These are the key concepts you need to understand to accurately answer the question.

Understanding Significance Level
The significance level, often represented as \( \alpha \), is a key concept in hypothesis testing. It helps us determine the probability of incorrectly rejecting the null hypothesis \( H_0 \) when it is actually true. This is also known as making a Type I error. The significance level sets a threshold for judging whether the results of an experiment are statistically significant or not. In the context of a \( t \)-distribution, the significance level corresponds to the probability encompassed by the rejection region in the tails of the distribution. For example, if \( \alpha = 0.05 \), this means there is a 5% probability of rejecting \( H_0 \) incorrectly.
  • Lower significance levels imply stricter criteria for rejecting \( H_0 \), reducing the risk of Type I errors.
  • Common \( \alpha \) values are 0.05, 0.01, and 0.10.
It is important for researchers to choose an appropriate significance level based on their specific scientific or practical context before conducting the test.
Decoding Degrees of Freedom
Degrees of freedom, abbreviated as df, are crucial for understanding statistical tests like the \( t \)-distribution. They refer to the number of independent values or quantities that can vary in a statistical calculation. The concept applies to numerous statistical tests, where it helps determine the specific form and critical values from the distribution being utilized.
In the context of the \( t \)-distribution:
  • The degrees of freedom can be calculated as \( n-1 \) for a single sample, where \( n \) is the sample size.
  • More degrees of freedom typically mean the \( t \)-distribution resembles the standard normal distribution closer.

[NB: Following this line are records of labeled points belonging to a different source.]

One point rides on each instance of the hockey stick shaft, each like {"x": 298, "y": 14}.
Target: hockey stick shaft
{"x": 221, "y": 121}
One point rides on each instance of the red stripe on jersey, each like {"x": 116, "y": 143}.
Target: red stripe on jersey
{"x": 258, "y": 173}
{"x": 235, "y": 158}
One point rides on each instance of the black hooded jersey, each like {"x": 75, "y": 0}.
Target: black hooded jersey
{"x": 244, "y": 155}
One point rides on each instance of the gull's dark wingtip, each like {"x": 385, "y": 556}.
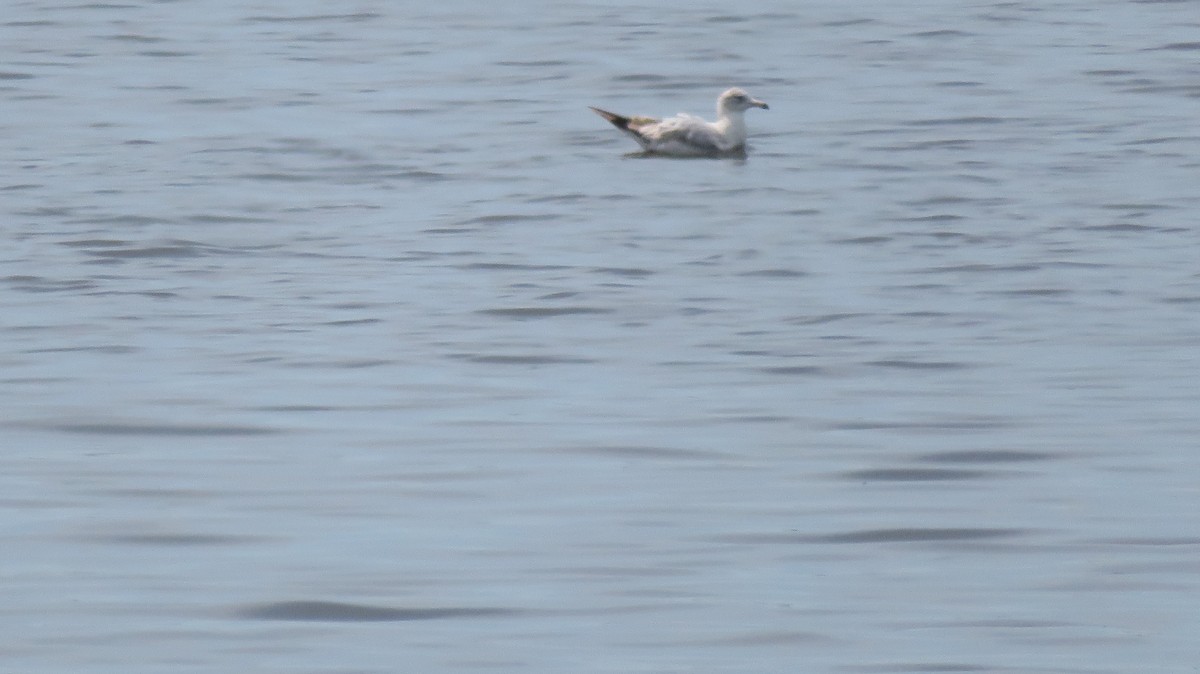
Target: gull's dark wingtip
{"x": 612, "y": 118}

Accurate calculation of the degrees of freedom is essential because it affects the shape of the \( t \)-distribution and thus the critical values used in determining significance levels. Always pay close attention to determining the correct degrees of freedom for accurate test results.
Exploring the Rejection Region
The rejection region is a fundamental concept in hypothesis testing that directly connects with the significance level and the decision to reject the null hypothesis \( H_0 \). It represents the range of values that leads us to reject \( H_0 \) in favor of the alternative hypothesis \( H_a \). The rejection region lies in the tails of the probability distribution of the test statistic. Calculating the rejection region involves using the critical values obtained from the distribution, which in this context is a \( t \)-distribution.
Key points regarding the rejection region:
  • A one-tailed test, like \( H_a: \mu > \mu_0 \), will have its rejection region on one side of the distribution.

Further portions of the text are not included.